En l’état, l’employeur a été informé le jour même de la survenance des faits, lesquels ont fait l’objet d’une mention sur le registre spécial dénommé « accidents du travail bénins ».
L’absence de témoin ne saurait remettre en cause les éléments précis donnés par M. [F] sur la survenance de l’accident, son lieu et son lien avec l’emploi occupé en raison de leur concordance avec les blessures constatées le même jour par M. [U], puis par son médecin généraliste dans son certificat établi deux jours après.
En conséquence, contrairement à ce que soutient la SAS [10], la présomption du caractère professionnel de l’accident dont a été victime M. [F] doit s’appliquer dès lors qu’elle ne résulte pas des seules allégations de la victime mais est manifestement corroborée par des éléments objectifs contemporains, suffisamment circonstanciés et parfaitement cohérents.
Cette présomption est cependant simple et il appartient à l’employeur qui entend la voir écarter de rapporter la preuve de la cause étrangère.
Or, au cas présent, la SAS [10] ne démontre pas que les blessures dont a été victime M. [F] ne seraient pas en lien avec l’exercice de son activité professionnelle d’ouvrier qualifié mais avec une cause extérieure, survenue en dehors de son lieu de travail et hors du temps de travail.
La SAS [10] ne verse ainsi aux débats aucune attestation ou élément médical de nature à remettre en cause les constatations de la [8].
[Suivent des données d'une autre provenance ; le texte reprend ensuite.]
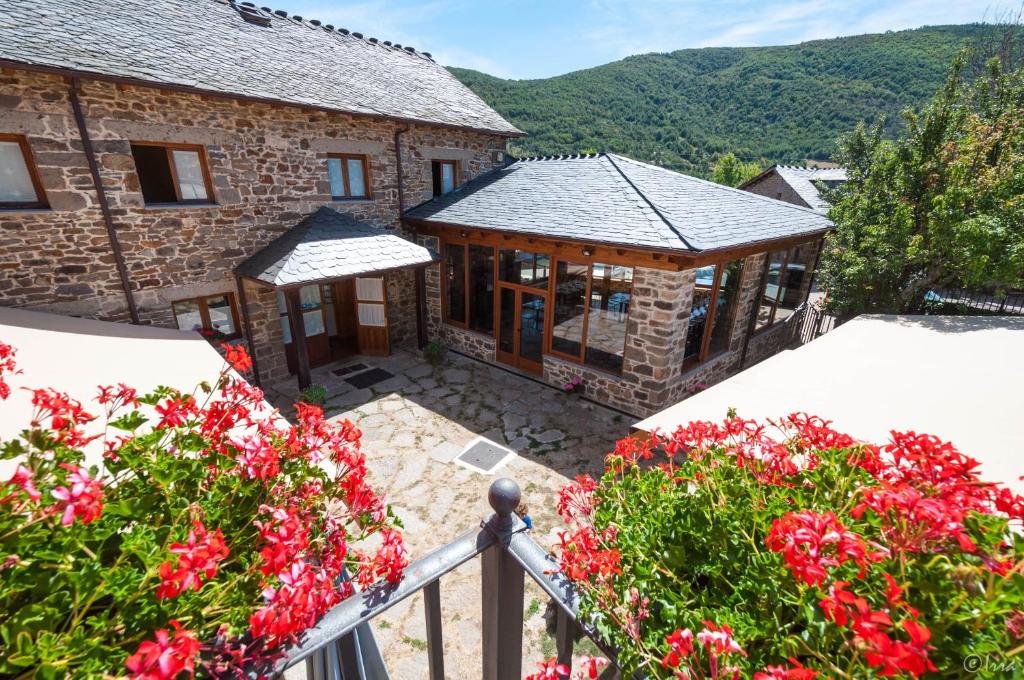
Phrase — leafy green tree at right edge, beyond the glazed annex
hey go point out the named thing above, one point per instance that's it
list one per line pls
(943, 205)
C’est donc à raison que les premiers juges ont dit que la décision de prise en charge de l’accident du travail dont avait été victime M. [G] [F] le 22 avril 2022 était opposable à SAS [10].
Le jugement entrepris sera en conséquence confirmé en toutes ses dispositions.
Partie perdante, la SAS [10] sera condamnée aux dépens d’appel.
PAR CES MOTIFS
La cour, statuant contradictoirement, après débats en audience publique et en avoir délibéré conformément à la loi :
Confirme le jugement du tribunal judiciaire de Mâcon du 15 février 2024 en toutes ses dispositions ;
Condamne la SAS [10] aux dépens d’appel.